L’assassinato? Pura feccia umana. Ricattatore della peggior e più pericolosa specie. Uomo senza legge morale se non quella di non averne alcuna. Uno che nessuno rimpiangerà mai, la cui morte invece è salutata con gioia da tutte le sue vittime. Anche se ora si trovano indiziate. Ma il narratore ha fatto le cose per bene, lasciando sul campo solo la possibilità di qualche grattacapo per i primi sospettabili.
L’alibi di Scotland Yard di Don Batteridge (pseudonimo di Bernard Charles Newman, agente dei servizi segreti ed esperto di spionaggio per sua Maestà britannica dalla Prima guerra mondiale in poi) è un’opera di puro divertimento.
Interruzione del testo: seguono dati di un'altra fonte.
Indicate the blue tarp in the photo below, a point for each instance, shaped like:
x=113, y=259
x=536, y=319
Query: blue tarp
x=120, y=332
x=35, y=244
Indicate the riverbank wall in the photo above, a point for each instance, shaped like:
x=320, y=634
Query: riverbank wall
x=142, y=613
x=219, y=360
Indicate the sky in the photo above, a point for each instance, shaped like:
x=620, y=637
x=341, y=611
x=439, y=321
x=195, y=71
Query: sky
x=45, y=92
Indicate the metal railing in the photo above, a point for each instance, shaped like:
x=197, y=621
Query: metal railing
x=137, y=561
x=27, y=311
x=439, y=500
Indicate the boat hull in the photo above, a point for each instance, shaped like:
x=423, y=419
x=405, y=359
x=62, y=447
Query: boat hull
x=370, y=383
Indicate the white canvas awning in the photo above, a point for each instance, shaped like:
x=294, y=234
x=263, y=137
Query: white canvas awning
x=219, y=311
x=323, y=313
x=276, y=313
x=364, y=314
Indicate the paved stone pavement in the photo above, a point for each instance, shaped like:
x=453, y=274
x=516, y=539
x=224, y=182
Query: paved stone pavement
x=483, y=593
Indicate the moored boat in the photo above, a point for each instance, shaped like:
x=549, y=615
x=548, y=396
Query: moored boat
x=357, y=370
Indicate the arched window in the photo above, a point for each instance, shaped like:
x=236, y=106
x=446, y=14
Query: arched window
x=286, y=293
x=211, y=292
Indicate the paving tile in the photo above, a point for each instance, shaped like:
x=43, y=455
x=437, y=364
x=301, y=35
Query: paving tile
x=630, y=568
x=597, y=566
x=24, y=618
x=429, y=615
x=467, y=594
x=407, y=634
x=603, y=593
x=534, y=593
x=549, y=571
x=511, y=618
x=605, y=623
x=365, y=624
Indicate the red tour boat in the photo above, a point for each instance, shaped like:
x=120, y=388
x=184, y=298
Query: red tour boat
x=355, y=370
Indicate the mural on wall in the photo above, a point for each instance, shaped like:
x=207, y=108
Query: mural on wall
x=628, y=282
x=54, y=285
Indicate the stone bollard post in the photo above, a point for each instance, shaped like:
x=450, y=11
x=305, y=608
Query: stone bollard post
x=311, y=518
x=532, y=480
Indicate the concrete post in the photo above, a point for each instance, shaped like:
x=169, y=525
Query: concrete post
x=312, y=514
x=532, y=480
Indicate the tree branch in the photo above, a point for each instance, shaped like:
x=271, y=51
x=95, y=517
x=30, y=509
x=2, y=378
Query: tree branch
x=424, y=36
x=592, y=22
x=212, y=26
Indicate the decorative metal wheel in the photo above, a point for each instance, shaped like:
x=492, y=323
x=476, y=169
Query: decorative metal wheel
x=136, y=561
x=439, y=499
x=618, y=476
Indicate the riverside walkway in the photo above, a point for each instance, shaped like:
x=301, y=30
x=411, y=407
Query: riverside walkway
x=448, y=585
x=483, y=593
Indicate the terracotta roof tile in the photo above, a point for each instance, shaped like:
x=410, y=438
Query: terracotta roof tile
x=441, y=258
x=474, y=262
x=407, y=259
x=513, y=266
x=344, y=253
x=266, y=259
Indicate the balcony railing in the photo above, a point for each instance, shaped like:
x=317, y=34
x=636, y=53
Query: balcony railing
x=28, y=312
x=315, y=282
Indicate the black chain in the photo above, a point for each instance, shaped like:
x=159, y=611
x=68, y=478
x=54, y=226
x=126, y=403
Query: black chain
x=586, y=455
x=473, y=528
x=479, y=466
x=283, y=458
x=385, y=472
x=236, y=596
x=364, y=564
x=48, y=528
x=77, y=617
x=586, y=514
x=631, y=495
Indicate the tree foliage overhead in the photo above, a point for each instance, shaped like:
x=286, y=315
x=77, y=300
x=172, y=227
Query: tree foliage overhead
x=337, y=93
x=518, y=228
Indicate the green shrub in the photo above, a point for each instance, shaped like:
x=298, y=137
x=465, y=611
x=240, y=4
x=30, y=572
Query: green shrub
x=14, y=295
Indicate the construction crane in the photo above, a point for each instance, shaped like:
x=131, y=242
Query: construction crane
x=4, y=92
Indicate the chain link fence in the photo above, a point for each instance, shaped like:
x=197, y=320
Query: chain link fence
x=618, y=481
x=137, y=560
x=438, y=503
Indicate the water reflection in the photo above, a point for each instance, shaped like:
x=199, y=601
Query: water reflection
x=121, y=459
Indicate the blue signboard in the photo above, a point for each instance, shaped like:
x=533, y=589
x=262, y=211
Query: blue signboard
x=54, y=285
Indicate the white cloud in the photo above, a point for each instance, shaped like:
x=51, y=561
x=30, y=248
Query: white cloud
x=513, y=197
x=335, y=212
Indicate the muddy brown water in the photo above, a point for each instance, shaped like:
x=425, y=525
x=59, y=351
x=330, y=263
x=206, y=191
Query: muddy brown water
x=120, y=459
Per chi l’ha congegnata e messa nero su bianco e per chi quel nero su bianco divora dalla prima all’ultima pagina. Perché di questo di tratta per il lettore: consumare voracemente la storia e non perdersi il più esile filo dello snodo progressivo. L’obiettivo dello svelamento del “chi sta parlando?” e del “perché lo ha fatto?” tengono alta la temperatura ben più dell’interrogativo su come finirà la storia (sin dalle prime pagine coperto dai primi due quesiti) senza che il racconto alla fine si traduca in un semplice esercizio di stile. Il lettore non smette di chiedere: «Dai stupiscimi ancora». E Batteridge risponde: «Sono qui per questo».
E tra un tuffo nella turpitudine, una prova di raffinata intelligenza e la leale operosità degli investigatori di Scotland Yard, il gentleman che spia impreziosisce il nostro té con biscotti. Che alla fine ci accorgiamo di non aver neanche toccato.